A teatralidade e a representação tomaram totalmente a sociedade. Segundo o autor, “o espetáculo não é um conjunto de imagens, mas uma relação social entre pessoas, mediada por imagens” (DEBORD, 1997, p. 14). Ao definir o espetáculo, fica evidente na sua concepção, que as relações entre as pessoas não são autênticas, elas são de aparência. Desse modo, o espetáculo é um meio de dominação da sociedade em que atua a favor do capitalismo e o consumo acaba sendo consequência.

Gomes (2004) afirma que, para estabelecer uma imagem política e também a sua continuidade, não depende apenas dos atores políticos e dos seus assessores. Estes trabalham para criar um contexto que favoreça a aceitação da mensagem emitida. Pode-se ver então a política numa lógica empresarial, com uma racionalização de produção para driblar as interferências dos agentes dos meios de comunicação e a recepção do público. Isso em muito tem a ver com outra tese defendida pelo autor, a política como teatro.

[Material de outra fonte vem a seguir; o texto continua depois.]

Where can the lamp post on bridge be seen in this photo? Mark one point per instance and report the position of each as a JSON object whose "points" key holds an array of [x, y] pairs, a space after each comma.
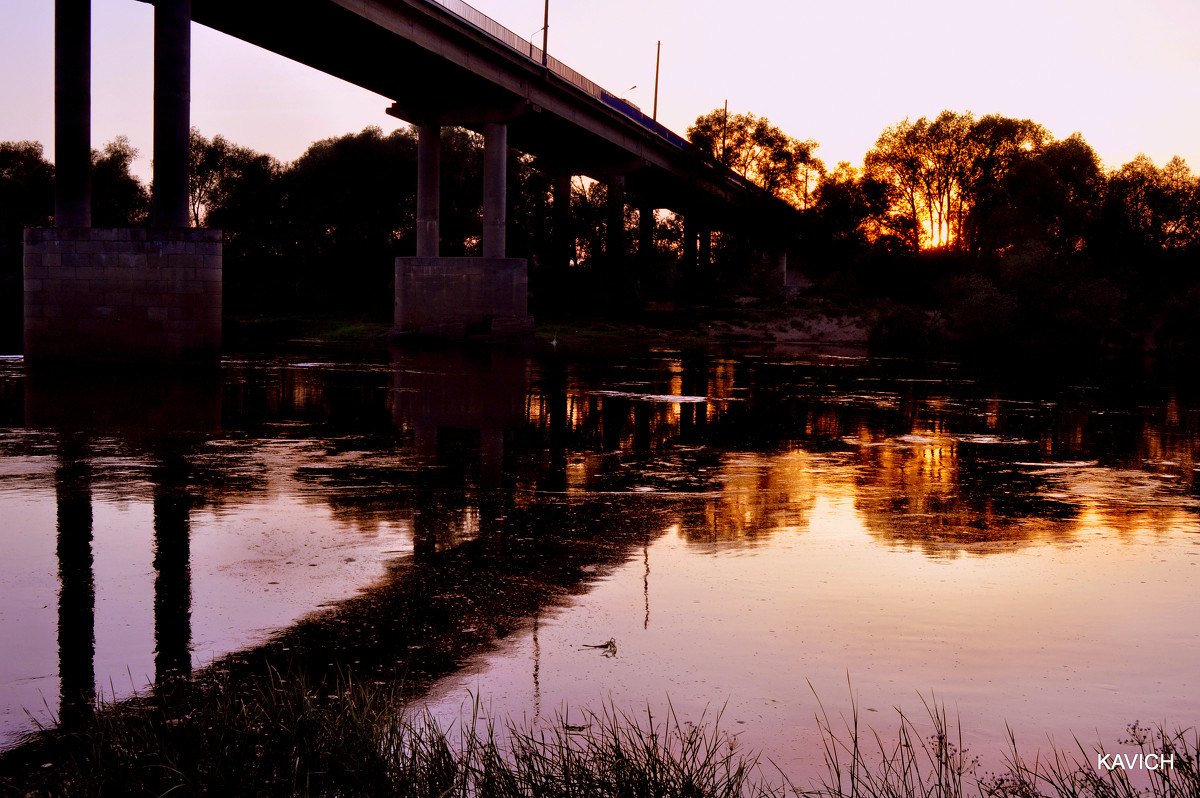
{"points": [[545, 33]]}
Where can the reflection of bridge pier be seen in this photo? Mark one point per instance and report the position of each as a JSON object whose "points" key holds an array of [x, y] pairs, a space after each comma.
{"points": [[173, 570], [155, 414], [459, 405], [77, 595]]}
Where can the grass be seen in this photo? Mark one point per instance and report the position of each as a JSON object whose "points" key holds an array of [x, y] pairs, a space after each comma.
{"points": [[934, 763], [283, 736]]}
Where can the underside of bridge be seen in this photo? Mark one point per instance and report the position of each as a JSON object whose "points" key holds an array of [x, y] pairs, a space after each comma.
{"points": [[156, 295]]}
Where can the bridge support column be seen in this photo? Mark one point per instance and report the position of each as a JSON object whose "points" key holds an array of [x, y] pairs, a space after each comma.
{"points": [[615, 227], [689, 244], [172, 99], [496, 150], [564, 241], [429, 190], [125, 294], [72, 113], [779, 261], [646, 222]]}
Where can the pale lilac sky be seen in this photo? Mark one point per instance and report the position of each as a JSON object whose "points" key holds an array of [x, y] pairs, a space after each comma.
{"points": [[1126, 75]]}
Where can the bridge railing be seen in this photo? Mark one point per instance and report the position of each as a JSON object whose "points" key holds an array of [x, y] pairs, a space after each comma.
{"points": [[533, 53], [520, 45]]}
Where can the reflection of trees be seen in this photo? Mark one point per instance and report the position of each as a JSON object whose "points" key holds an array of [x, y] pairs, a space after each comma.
{"points": [[759, 496], [939, 496]]}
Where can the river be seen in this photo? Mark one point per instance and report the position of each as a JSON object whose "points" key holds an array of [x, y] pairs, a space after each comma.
{"points": [[753, 529]]}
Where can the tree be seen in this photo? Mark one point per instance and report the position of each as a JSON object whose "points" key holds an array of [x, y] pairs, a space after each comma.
{"points": [[761, 153], [118, 197], [941, 169]]}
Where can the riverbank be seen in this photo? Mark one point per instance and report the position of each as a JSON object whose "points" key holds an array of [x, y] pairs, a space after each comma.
{"points": [[282, 735]]}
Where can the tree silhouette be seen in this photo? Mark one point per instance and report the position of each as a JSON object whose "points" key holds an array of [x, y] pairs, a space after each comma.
{"points": [[762, 153]]}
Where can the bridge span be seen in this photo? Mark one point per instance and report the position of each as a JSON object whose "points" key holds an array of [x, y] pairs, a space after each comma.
{"points": [[112, 294]]}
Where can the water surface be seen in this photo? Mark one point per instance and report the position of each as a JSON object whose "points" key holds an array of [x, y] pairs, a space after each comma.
{"points": [[751, 529]]}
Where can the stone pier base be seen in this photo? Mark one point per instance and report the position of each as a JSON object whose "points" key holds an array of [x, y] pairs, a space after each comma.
{"points": [[123, 295], [460, 298]]}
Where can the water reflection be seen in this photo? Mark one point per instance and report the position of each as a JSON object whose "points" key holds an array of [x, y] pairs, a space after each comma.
{"points": [[77, 597], [745, 522]]}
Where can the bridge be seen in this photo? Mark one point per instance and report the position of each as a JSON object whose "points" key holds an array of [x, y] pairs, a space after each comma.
{"points": [[156, 294]]}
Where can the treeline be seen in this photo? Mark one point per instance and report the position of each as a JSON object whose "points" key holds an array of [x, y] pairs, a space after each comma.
{"points": [[987, 234], [960, 233]]}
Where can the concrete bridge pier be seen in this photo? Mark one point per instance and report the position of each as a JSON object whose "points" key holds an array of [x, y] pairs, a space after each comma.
{"points": [[646, 225], [72, 113], [496, 159], [460, 298], [615, 223], [564, 239], [125, 294], [429, 190]]}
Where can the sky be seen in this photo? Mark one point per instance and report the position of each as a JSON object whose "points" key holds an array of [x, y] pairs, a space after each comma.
{"points": [[1123, 73]]}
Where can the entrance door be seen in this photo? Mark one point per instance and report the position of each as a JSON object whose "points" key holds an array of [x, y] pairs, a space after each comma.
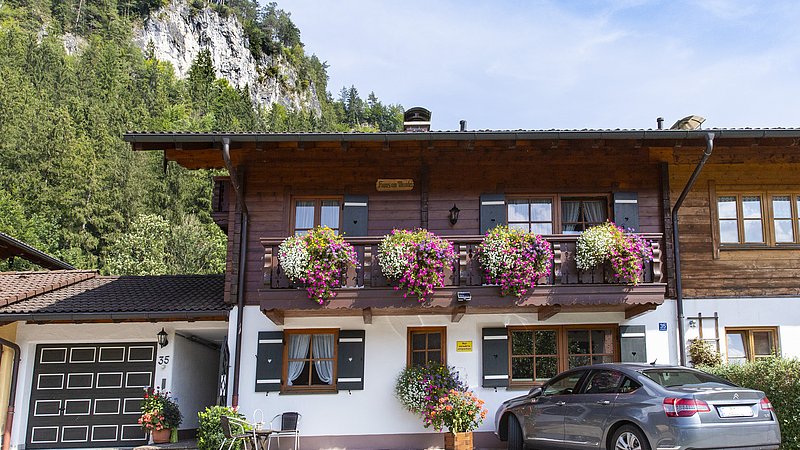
{"points": [[89, 395]]}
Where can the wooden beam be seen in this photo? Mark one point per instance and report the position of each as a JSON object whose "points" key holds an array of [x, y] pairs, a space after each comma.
{"points": [[546, 312], [275, 315], [638, 310], [367, 313], [458, 313]]}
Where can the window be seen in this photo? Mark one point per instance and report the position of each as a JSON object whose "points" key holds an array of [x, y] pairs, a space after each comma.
{"points": [[310, 360], [539, 353], [541, 216], [749, 344], [427, 345], [309, 213]]}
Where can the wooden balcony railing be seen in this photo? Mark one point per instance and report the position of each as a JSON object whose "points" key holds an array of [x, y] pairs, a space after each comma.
{"points": [[466, 270]]}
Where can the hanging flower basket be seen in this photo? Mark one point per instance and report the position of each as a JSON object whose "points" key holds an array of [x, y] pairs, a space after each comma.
{"points": [[514, 259], [626, 252], [415, 260], [319, 259]]}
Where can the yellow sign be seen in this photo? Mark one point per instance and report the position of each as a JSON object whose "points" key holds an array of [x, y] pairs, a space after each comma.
{"points": [[464, 346], [394, 185]]}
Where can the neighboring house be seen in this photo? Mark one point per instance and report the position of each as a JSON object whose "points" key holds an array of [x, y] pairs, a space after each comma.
{"points": [[89, 347]]}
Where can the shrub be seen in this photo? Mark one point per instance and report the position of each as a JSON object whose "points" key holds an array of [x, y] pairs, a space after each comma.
{"points": [[415, 260], [777, 377], [514, 259], [703, 354], [209, 433]]}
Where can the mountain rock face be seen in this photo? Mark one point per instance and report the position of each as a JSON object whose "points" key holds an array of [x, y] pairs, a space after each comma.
{"points": [[179, 33]]}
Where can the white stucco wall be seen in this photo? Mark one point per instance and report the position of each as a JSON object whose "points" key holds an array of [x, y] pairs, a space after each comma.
{"points": [[28, 336], [374, 410]]}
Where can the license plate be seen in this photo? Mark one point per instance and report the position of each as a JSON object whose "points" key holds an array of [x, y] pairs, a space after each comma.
{"points": [[735, 411]]}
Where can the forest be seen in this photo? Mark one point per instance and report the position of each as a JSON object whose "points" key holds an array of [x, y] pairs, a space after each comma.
{"points": [[71, 187]]}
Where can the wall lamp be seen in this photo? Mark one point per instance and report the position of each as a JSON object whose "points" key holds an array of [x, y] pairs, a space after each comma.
{"points": [[162, 338], [454, 214]]}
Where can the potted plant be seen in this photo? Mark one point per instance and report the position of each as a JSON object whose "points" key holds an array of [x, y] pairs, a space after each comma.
{"points": [[415, 260], [319, 259], [626, 252], [160, 415], [514, 259]]}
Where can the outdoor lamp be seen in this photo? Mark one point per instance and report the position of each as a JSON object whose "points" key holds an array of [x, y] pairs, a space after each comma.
{"points": [[454, 214], [162, 338]]}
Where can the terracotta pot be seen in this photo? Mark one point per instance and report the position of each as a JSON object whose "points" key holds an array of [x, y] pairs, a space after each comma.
{"points": [[458, 441], [161, 437]]}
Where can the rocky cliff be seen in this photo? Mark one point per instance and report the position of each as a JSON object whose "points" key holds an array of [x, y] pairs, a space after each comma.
{"points": [[179, 33]]}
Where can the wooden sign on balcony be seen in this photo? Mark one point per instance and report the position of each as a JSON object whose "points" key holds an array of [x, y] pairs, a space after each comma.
{"points": [[394, 184]]}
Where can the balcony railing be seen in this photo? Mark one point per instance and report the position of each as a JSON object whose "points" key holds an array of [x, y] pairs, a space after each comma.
{"points": [[466, 270]]}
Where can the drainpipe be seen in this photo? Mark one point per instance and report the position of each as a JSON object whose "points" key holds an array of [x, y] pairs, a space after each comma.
{"points": [[676, 244], [12, 395], [244, 218]]}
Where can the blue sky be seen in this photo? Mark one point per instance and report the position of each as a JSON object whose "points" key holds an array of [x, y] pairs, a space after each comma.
{"points": [[507, 64]]}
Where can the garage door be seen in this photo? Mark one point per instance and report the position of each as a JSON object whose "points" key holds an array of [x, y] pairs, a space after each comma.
{"points": [[89, 395]]}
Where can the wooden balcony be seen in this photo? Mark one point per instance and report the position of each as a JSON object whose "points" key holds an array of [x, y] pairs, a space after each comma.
{"points": [[367, 291]]}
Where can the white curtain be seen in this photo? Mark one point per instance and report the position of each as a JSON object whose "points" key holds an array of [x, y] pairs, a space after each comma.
{"points": [[569, 213], [298, 348], [323, 348], [594, 210]]}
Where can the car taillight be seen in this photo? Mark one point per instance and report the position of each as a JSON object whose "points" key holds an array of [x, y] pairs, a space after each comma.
{"points": [[684, 407]]}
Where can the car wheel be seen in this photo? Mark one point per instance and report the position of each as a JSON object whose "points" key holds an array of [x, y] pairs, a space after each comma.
{"points": [[628, 437], [514, 434]]}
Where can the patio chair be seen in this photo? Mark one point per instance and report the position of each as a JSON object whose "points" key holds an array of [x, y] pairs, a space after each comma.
{"points": [[235, 429], [285, 425]]}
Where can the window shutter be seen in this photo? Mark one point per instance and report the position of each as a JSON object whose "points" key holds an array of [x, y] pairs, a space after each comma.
{"points": [[632, 343], [626, 210], [269, 361], [493, 211], [354, 215], [495, 357], [350, 364]]}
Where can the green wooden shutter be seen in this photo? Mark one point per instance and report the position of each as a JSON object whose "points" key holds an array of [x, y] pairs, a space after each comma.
{"points": [[269, 361]]}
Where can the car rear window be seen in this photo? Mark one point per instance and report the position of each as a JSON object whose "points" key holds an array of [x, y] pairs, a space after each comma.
{"points": [[682, 377]]}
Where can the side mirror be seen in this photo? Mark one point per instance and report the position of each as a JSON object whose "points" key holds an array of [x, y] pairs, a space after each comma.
{"points": [[535, 392]]}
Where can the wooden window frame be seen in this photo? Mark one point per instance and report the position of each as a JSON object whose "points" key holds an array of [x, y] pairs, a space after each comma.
{"points": [[285, 387], [556, 200], [317, 199], [750, 343], [409, 334], [561, 346]]}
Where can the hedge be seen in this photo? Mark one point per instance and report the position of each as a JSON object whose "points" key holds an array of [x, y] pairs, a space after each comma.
{"points": [[779, 378]]}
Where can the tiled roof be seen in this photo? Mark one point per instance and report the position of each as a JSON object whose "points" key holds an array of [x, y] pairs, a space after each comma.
{"points": [[164, 296], [16, 286]]}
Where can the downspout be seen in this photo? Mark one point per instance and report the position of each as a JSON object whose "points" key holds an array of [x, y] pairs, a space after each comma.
{"points": [[244, 218], [12, 394], [676, 244]]}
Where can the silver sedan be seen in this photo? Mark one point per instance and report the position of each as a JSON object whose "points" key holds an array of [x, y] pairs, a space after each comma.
{"points": [[638, 407]]}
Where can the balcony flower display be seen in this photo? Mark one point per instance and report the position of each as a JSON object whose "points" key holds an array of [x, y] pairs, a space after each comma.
{"points": [[319, 259], [415, 260], [608, 242], [514, 259]]}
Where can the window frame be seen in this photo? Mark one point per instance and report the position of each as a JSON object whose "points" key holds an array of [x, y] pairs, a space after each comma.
{"points": [[317, 199], [750, 343], [285, 387], [409, 335], [562, 350], [556, 200]]}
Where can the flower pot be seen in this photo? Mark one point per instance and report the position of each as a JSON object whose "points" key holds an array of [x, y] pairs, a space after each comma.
{"points": [[161, 437], [458, 441]]}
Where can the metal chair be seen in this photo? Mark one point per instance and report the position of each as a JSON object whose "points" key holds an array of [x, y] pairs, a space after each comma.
{"points": [[289, 427], [244, 432]]}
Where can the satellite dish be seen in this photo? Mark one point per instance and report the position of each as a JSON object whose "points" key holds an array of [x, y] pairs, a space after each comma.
{"points": [[689, 123]]}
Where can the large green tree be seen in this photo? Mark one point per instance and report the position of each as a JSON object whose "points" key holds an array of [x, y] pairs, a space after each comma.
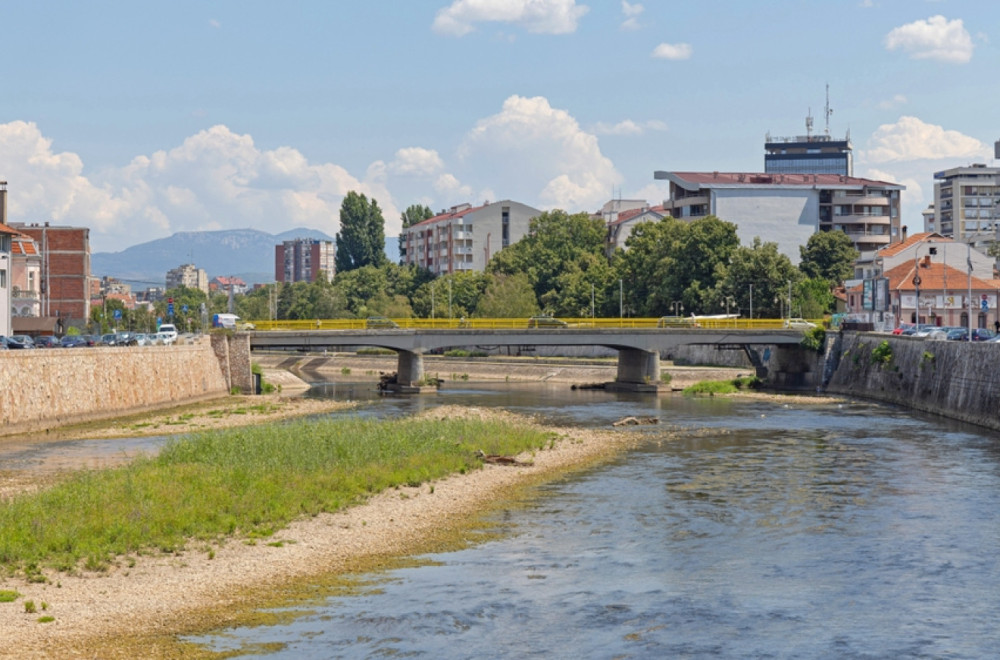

Ao apresentar tal argumento, o autor analisa os aspectos dramatúrgicos da política e seus focos de tensão. Primeiramente, há de se colocar que a política como algo encenado é favorecido pela forte tendência de se privilegiar a imagem dos personagens envolvidos, conforme apontado acima. Então, Gomes sustenta que para se construir determinadas imagens é preciso que os setores políticos se incorporem de determinados personagens e atores para encenar atos que consolida seu ethos.

A Lava-Jato se tornou um grande espetáculo para a sociedade. A mídia conseguia depoimentos dos envolvidos na investigação,

vazamento de áudios de depoimentos e também de provas utilizadas pelo Ministério Público Federal (MPF) no processo de investigação. Por muito tempo, pôde se acompanhar no meio jornalístico por meio dos telejornais e notícias impressas tanto em jornais bem como em revistas, os desdobramentos das operações que foram deflagradas pela Polícia Federal em conjunto com o MPF. O expectador a todo momento obtinha informações sobre o processo da Lava-Jato.

A publicização da Lava-Jato contribui de forma significativa para a construção de imagens envolvidas no processo. De um lado, o juiz responsável, os agentes da Polícia Federal e os promotores do Ministério Público começaram a ganhar notabilidade perante a sociedade. Alguns foram grande destaque como o japonês da federal, Newton Ishi. A figura da sua face foi utilizada como máscara em muitos protestos em apoio a grande investigação. O procurador Deltan Dellagnol com o famoso Power-point que explicava o envolvimento de Lula no caso do triplex em Guarujá-SP. E o personagem deste estudo, Sérgio Moro, que foi enaltecido em muitos momentos como um herói por julgar importantes nomes do cenário empresarial e político nacional.